Tennessee Governor Bill Lee speaks on protecting Americas seniors from the COVID-19 pandemic in the East Room of the White House in Washington, DC on April 30, 2020. (Photo by MANDEL NGAN / AFP) (Photo by MANDEL NGAN/AFP via Getty Images)

Tennessee Governor Bill Lee. (Photo by MANDEL NGAN/AFP via Getty Images)

OAN Newsroom
UPDATED 1:30 PM PT – Sunday, March 7, 2021

The Tennessee legislature is seeking to strengthen laws protecting civilians from rioters. On Friday, Republican lawmakers in the city proposed a bill to make it a felony for protestors to block highways.

The bill also would grant immunity to drivers who unintentionally injure or kill someone blocking roadways. Additionally, the measure includes a section that would make it illegal to intentionally intimidate or harass someone who is not participating in a riot.

This proposal came after heightened protests and riots, which stemmed from racial unrest throughout the nation. Since that time, Tennessee has been flooded with violent demonstrations that often resulted in injuries and property damage.

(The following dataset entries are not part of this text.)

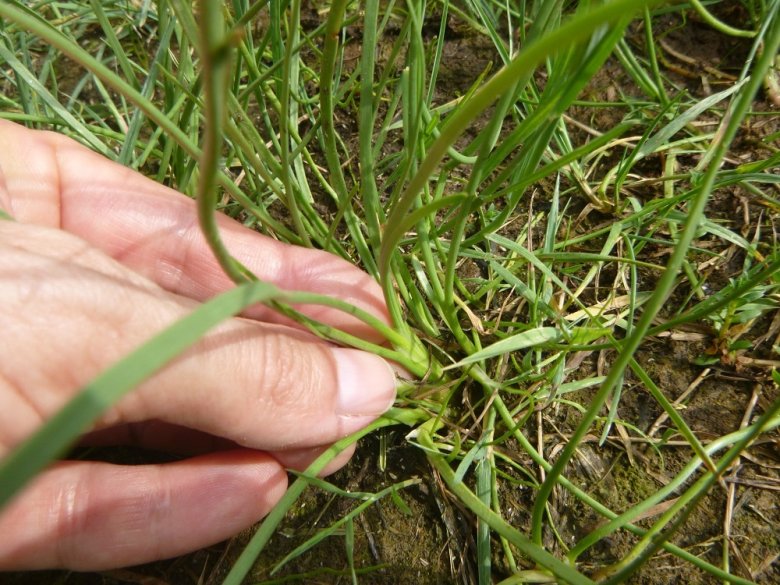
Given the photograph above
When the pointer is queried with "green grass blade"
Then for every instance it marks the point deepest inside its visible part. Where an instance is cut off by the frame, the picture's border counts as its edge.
(59, 432)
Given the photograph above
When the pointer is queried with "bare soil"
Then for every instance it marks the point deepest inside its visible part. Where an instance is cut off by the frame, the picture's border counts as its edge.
(433, 541)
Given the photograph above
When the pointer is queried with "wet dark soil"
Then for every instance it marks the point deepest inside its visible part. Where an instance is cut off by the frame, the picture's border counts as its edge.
(430, 538)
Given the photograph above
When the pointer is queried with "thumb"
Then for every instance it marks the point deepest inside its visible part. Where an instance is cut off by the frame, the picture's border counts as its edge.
(93, 516)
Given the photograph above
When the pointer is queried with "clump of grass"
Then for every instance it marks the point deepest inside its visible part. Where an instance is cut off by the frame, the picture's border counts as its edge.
(418, 186)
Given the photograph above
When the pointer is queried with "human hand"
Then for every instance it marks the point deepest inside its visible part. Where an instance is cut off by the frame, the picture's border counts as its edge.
(98, 261)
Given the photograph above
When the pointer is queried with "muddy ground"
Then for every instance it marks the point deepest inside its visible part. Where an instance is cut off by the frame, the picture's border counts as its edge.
(433, 541)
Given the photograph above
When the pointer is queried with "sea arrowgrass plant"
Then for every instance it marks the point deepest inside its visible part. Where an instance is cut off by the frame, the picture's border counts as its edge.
(371, 157)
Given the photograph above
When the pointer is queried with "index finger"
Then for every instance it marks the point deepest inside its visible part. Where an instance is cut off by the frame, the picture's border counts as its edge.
(51, 180)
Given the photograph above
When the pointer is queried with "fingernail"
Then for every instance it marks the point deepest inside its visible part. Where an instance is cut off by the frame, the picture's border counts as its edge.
(366, 383)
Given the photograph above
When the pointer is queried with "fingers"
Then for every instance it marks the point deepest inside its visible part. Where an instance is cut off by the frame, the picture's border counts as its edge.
(93, 516)
(174, 439)
(51, 180)
(260, 385)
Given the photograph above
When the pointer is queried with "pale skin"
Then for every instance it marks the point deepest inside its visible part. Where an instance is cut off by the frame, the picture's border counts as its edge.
(97, 260)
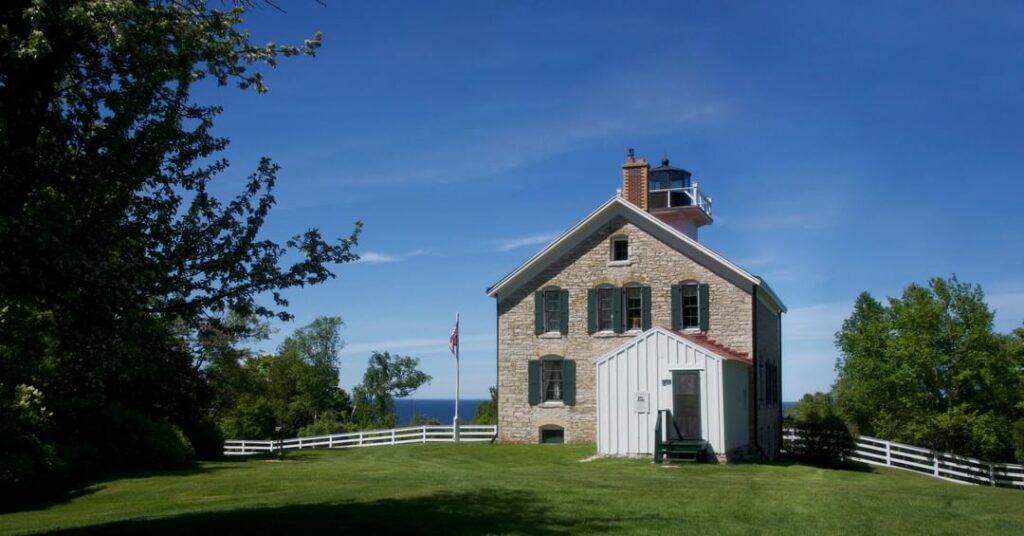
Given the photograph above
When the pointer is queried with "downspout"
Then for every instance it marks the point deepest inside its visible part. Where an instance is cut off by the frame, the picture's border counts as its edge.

The governor of Tennessee previously took similar strides to punish rioters who participated in violent acts.

“We can’t tolerate lawlessness and destruction of property in this state,” Gov. Bill Lee (R-Tenn.) stated. “And I think the intent of the law around the use of state property is to make that evident.”

The new proposed bill would also include parameters similar to the ‘Stand Your Ground Law,’ which states that people may use deadly force when they reasonably believe it to be necessary to defend themselves against a deadly threat.

A member of the Tennessee Firearms Association believes innocent civilians and store owners who have been harassed by violent protesters deserve protection under the law.

“Well, the question is does the criminal just laugh at them and keep stealing the stuff?” questioned John Harriss of the TFA. “And then at some point, I think juries are gonna say ‘it was your stuff, it was your property, it was your building. You should have the right to defend it.’ They’re not gonna care what the law says.”

The proposed legislation is set to be heard in State Senate and House committees.